Born in Nizhny Novgorod, B.N. Abramov emigrated to Harbin, but at the call of his heart he returned to his homeland with his wife and from 1961, they lived in the city of Venev, in Tula Region. Instead of the wooden house in which they spent the last seven years of their lives, now stands a five-story residential building. In 2007, a memorial plaque was installed on its wall and in 2016, a park square named after B.N. Abramov was created near the building.
Since the late 1990s Abramov readings take place annually in Venev and over the years the idea of creating the B.N. Abramov Museum gained strength.
In July 2017, when the thinker’s 120th birthday was celebrated, the plaque was replaced with a new one, with a bas-relief (sculptor A.D. Leonov), and the country’s first museum dedicated to B.N. Abramov’s life and spiritual path was opened in one of the apartments in the building.
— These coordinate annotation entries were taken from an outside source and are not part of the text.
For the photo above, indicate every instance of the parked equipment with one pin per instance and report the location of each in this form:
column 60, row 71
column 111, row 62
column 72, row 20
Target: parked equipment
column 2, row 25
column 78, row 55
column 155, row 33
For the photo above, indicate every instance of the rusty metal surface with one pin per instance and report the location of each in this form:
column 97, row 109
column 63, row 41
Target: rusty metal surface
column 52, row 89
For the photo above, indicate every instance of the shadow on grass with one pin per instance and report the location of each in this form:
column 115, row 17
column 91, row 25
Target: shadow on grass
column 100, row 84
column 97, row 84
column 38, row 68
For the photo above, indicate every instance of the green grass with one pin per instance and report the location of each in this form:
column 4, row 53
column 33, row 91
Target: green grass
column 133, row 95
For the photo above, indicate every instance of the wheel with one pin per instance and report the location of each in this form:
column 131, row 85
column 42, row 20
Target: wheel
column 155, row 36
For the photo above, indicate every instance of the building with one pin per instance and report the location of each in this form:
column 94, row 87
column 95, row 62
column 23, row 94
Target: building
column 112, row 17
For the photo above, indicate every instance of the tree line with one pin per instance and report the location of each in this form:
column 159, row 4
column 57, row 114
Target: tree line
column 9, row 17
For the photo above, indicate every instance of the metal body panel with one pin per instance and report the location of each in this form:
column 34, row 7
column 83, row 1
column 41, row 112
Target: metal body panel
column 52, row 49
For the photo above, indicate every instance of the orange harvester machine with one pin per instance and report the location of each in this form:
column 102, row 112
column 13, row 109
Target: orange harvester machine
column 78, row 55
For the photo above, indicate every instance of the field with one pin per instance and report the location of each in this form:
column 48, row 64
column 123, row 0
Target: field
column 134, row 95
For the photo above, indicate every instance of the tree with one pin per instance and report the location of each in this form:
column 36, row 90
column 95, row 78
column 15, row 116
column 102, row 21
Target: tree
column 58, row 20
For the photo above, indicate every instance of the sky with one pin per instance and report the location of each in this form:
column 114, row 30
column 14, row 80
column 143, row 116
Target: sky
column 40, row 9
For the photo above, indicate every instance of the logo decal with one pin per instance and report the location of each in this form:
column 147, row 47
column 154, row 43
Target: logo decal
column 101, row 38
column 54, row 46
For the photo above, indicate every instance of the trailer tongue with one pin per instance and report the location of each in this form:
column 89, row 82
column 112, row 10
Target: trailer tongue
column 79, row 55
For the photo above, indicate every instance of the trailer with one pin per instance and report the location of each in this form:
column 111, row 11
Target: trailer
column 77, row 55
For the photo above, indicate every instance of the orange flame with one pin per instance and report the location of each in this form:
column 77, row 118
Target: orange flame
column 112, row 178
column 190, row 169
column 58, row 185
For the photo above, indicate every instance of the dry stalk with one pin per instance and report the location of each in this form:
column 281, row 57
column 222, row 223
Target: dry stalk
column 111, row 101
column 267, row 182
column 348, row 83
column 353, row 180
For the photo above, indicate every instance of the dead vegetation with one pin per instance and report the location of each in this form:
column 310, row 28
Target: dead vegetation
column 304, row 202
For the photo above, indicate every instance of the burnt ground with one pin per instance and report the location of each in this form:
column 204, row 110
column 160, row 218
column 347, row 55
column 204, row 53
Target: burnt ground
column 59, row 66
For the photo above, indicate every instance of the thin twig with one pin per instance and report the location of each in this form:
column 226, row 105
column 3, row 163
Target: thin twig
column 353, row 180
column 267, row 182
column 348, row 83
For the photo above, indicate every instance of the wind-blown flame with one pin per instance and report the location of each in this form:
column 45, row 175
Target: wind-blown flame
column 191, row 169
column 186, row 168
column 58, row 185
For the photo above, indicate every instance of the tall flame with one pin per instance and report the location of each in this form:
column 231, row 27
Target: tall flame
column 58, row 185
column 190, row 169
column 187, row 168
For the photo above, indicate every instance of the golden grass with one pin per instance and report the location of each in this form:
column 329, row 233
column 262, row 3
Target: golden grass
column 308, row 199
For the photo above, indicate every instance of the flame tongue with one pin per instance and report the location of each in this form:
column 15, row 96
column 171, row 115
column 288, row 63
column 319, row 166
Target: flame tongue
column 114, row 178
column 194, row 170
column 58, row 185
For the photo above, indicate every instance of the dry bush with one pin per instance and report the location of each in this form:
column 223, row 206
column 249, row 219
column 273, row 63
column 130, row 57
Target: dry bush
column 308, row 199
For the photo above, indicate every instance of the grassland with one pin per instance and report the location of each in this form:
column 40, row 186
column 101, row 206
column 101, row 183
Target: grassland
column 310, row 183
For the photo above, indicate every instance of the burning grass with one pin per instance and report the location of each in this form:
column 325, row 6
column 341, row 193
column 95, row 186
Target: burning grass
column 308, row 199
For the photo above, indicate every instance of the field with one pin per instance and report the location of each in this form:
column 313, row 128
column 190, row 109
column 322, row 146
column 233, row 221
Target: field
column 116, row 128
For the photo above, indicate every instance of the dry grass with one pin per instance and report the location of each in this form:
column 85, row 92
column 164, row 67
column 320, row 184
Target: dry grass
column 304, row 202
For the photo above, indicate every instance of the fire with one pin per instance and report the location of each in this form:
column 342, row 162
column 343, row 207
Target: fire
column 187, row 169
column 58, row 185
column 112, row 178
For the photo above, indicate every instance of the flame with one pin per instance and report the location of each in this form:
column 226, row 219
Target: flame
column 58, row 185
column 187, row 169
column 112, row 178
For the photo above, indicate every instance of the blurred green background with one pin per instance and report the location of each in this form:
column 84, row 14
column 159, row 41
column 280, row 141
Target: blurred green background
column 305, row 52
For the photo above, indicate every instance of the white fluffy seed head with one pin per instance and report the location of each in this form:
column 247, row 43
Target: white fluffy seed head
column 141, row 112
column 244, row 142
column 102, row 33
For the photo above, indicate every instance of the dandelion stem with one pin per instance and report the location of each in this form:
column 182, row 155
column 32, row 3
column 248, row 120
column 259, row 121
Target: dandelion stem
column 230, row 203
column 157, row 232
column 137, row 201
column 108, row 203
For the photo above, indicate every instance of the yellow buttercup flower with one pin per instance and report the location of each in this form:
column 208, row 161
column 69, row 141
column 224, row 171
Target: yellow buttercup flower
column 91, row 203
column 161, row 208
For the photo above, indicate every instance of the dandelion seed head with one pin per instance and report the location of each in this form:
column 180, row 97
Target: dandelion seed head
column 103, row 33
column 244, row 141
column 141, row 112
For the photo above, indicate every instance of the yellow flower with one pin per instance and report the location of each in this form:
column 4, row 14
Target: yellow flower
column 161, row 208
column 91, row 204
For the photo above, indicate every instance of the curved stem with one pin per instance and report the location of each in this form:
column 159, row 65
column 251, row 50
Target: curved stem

It was founded by the Siberian Roerich Society in cooperation with the Tula Roerich Research Center and with the support of cultural figures from different cities.
The museum conducts fund, exposition, sightseeing, research, educational, and publishing activities. Video films and thematic presentations are shown there.
The museum exposition details the life of B.N. Abramov and the versatility of his creative work including philosophical, literary, musical, and picturesque aspects. The museum exhibits also present various aspects of the Roerich family’s social and creative activities.
The museum has formed a library of spiritual and philosophical literature on the issues of moral improvement and creativity.